OSPOレベル1構築ワークショップ ワークブック

公開日:2026年4月16日

独立行政法人情報処理推進機構

「知る」「考える」「言語化する」を繰り返して、組織のOSS活用戦略を自分たちの言葉で描く。OSPOレベル1構築ワークショップで使用するワークブック。

概要:OSPOレベル1構築ワークショップ ワークブックとは

本ワークブックは、OSPOの構築を始めようとしている企業・組織の担当者が、自社のOSS活用戦略を体系的に考え、言語化するための実践的な演習資料です。

ワークショップの場で「個人で考える → チームで議論する」というサイクルを繰り返すことで、漠然としたアイデアを具体的な推進計画へと昇華させることを目指します。現時点でOSSに関する高度な専門知識がなくても取り組める設計になっており、「分からない」という気づき自体が価値ある出発点となります。

こんな方におすすめ

何から始めるべきか模索している方:

OSSの利活用を推進したいが、具体的な手順や最初の一歩が分からない方。

初めて体制構築に取り組む方:

OSSの社内活用や管理ルール作り(ポリシー策定など)に初めて取り組む方。

基礎から実践まで学びたい方:

OSPOの概念や社内での役割について、基礎知識から実践的な計画策定までを学びたい方。

自社に合った計画を作りたい方:

ワークショップで他社の事例や考え方を参考にしつつ、自社の文化や現状に合わせた独自の推進計画を描きたい方。

収録内容

本ワークブックは全5章で構成されており、ワークは「第1段階(種をみつける)」と「第2段階(言葉にする)」の2段階で進めます。

はじめに

ワークブックの使い方、目指すゴール、対象者、構成、各ワークの段階と目的を解説します。各段階の意義を理解した上でワークに臨めるよう設計されています。

第1章:OSPOスターターキットをベースに、自社の特性に合わせてOSS推進計画を検討する

第1段階:OSS活用の「種」をみつける

自社の事業・ソフトウェア開発の役割・OSSの現状・課題について、直感的にキーワードを書き出します。「分からない」もそのまま書くことが大切です。

第2段階:OSS活用を自社の言葉で語る

第1段階のキーワードをもとに、自社がOSSに期待すること・重要な理由・力を入れたいことを文章化します。

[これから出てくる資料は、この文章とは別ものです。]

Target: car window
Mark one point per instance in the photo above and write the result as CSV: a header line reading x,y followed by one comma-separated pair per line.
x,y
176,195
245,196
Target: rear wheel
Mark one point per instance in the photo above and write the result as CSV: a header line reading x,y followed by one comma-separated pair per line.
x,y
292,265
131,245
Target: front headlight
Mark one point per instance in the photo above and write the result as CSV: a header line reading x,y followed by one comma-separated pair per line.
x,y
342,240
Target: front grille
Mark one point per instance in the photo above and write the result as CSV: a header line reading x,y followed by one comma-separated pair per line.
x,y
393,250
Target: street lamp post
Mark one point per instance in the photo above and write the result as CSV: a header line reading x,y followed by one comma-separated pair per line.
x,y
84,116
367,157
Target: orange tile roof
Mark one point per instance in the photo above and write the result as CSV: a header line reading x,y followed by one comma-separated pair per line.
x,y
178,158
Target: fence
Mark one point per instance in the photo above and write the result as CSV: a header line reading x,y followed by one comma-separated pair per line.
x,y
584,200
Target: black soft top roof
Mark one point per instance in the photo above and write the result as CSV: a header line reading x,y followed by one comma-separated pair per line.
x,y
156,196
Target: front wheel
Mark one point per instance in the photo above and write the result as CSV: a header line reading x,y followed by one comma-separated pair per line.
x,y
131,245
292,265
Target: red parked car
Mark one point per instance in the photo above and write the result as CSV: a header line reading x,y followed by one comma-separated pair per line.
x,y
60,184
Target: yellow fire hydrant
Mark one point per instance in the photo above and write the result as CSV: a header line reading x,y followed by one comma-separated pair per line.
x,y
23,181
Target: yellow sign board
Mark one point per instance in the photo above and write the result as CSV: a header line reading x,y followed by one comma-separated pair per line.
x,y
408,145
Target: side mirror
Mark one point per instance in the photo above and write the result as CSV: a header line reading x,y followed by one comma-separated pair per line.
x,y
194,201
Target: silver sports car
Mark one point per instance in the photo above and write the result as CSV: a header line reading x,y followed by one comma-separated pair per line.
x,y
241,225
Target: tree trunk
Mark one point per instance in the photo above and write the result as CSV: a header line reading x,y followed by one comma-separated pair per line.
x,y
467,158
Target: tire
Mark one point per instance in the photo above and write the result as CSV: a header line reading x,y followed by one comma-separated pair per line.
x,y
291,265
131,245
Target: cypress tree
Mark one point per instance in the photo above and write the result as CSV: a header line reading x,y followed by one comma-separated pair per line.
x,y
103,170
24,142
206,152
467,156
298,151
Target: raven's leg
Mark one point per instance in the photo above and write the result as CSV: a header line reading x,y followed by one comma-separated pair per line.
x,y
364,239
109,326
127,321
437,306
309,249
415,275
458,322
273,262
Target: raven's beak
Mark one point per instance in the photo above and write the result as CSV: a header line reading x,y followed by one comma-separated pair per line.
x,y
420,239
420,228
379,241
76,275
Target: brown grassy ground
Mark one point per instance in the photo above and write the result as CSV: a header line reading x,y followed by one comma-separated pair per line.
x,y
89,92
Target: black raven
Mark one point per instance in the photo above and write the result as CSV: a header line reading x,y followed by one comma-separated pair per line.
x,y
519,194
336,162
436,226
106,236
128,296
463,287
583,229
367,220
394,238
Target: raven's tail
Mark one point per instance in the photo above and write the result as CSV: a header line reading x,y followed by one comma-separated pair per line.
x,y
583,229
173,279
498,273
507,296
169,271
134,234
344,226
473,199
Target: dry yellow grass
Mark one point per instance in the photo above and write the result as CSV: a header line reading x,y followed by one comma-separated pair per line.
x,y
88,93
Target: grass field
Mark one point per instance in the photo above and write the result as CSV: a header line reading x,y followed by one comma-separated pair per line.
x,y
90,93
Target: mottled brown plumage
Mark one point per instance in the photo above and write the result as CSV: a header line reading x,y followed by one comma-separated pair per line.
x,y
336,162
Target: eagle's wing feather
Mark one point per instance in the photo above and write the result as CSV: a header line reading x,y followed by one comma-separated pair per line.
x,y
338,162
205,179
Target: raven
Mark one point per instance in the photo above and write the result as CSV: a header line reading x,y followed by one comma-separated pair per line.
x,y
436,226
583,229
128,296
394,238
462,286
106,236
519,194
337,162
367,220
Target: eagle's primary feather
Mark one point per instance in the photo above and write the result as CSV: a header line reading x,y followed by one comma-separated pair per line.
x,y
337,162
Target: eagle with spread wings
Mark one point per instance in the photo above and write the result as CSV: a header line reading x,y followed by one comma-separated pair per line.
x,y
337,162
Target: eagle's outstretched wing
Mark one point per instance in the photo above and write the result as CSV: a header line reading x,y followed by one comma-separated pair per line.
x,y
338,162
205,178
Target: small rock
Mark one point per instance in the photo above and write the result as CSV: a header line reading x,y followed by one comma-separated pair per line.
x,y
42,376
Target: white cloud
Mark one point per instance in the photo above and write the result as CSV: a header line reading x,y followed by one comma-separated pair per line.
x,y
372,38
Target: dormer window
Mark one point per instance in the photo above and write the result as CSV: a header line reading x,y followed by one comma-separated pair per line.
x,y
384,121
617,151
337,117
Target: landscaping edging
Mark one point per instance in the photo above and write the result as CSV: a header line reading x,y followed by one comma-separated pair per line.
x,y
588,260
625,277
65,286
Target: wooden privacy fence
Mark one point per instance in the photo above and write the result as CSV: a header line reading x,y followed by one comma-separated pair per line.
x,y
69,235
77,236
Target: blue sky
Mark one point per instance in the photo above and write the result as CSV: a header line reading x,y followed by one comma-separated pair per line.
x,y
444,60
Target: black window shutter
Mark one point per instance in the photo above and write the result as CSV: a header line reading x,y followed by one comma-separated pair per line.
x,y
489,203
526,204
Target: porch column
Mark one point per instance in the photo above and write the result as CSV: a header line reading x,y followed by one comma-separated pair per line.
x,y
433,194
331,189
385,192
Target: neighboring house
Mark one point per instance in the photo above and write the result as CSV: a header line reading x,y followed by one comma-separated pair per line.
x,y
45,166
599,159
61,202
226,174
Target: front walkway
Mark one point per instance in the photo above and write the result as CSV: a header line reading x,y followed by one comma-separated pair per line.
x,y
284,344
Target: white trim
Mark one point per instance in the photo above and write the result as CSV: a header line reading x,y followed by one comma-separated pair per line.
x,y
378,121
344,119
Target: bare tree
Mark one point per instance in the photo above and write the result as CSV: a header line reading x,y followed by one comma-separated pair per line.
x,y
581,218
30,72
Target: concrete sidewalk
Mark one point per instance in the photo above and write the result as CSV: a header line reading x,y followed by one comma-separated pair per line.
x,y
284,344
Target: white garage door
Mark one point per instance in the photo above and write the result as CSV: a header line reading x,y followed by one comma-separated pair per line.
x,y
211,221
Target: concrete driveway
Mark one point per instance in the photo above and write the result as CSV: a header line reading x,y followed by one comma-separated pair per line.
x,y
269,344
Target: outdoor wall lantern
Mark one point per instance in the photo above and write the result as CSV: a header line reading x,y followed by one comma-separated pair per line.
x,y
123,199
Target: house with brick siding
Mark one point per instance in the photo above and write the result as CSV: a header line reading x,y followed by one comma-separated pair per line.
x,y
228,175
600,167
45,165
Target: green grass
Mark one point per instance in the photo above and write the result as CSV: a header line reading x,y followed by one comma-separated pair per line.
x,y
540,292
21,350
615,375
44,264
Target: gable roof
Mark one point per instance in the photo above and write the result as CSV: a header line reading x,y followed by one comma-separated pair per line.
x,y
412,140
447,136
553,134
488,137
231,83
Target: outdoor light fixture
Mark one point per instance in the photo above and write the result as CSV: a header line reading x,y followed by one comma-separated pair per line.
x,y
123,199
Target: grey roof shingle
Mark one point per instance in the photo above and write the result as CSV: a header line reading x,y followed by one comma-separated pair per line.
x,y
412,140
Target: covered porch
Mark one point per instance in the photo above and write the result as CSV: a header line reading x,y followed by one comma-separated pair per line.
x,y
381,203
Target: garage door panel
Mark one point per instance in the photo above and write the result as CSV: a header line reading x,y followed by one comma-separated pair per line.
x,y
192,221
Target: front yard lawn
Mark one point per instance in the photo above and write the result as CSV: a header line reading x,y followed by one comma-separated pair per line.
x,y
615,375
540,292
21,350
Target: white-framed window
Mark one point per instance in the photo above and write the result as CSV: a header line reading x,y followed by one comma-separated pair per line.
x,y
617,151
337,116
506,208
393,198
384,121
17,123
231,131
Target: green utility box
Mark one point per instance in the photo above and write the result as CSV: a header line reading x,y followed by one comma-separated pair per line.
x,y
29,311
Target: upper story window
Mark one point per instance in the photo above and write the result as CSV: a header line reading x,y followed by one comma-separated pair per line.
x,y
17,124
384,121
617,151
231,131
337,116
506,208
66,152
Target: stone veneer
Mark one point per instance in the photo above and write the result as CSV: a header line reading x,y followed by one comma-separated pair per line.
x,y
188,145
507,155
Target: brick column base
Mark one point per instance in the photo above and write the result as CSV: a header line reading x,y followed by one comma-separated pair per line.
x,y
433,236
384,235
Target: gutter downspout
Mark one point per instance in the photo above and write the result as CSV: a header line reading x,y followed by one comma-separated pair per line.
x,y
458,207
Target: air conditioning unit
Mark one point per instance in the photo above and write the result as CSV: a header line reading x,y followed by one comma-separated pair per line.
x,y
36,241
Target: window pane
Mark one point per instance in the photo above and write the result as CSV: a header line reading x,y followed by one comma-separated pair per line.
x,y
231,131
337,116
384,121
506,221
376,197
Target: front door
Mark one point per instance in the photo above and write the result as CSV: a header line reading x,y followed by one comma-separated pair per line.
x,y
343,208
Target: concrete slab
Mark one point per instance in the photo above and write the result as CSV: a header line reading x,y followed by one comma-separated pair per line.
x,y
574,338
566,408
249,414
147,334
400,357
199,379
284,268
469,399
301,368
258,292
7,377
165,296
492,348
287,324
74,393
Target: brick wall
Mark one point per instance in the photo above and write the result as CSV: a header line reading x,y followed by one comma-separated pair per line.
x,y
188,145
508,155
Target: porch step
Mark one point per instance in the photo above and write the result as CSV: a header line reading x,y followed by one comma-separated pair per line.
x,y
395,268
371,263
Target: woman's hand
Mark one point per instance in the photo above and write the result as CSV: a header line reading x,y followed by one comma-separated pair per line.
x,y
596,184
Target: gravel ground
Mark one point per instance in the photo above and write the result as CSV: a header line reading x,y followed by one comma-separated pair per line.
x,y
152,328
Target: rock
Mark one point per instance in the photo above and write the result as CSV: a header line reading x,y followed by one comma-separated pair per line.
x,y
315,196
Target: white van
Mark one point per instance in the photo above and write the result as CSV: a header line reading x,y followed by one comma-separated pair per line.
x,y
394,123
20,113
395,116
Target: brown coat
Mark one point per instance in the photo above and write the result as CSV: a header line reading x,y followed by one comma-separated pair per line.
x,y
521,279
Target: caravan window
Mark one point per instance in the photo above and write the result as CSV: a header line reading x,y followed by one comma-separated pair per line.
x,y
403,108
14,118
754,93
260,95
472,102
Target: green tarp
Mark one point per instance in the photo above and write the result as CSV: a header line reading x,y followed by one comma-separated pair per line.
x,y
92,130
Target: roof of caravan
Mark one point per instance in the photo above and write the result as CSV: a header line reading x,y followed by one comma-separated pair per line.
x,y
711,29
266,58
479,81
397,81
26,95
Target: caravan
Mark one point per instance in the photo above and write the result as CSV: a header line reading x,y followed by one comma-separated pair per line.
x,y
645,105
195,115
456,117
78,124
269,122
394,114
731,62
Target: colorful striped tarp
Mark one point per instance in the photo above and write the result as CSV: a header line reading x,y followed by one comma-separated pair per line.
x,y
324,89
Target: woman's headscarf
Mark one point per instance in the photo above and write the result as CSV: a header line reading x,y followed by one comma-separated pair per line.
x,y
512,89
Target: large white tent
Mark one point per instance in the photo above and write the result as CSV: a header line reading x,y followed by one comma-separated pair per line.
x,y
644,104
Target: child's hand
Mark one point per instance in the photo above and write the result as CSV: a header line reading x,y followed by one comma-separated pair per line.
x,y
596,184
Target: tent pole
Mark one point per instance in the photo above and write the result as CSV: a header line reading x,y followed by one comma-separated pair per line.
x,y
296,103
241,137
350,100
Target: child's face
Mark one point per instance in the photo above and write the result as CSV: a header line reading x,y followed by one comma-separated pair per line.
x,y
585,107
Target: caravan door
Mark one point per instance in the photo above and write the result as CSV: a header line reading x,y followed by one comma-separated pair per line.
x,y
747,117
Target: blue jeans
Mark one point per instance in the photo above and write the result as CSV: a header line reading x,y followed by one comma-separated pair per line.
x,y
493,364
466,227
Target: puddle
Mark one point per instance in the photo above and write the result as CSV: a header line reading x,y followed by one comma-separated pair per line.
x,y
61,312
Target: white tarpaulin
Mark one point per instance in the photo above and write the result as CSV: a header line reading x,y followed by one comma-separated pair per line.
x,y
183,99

OSPOスターターキットのカスタマイズに直結するアウトプットです。

第2章:ステークホルダーにメリットを訴求する

第1段階:誰に、何を伝えたいか

OSS活用の推進に必要なステークホルダーを特定し、それぞれに伝えたいことをキーワードで整理します。

第2段階:相手に響くメッセージを組み立てる

ステークホルダーの関心・懸念・メリットを整理し、説得力のあるメッセージを言語化します。

第3章:開発者にとってのメリットを言語化する

第1段階:開発者がOSSに感じる「良いこと」

開発者の視点から、OSSがもたらす具体的なメリットを自由に書き出します。

第2段階:開発者にとってのメリットを自社の言葉で語る

開発者への具体的なメリットを、自社の文脈に合わせて言語化します。

第4章:管理者にとってのメリットを言語化する

第1段階:管理者がOSSに感じる「良いこと」

管理者・経営層の視点から、OSSがもたらすビジネス上のメリットをキーワードで整理します。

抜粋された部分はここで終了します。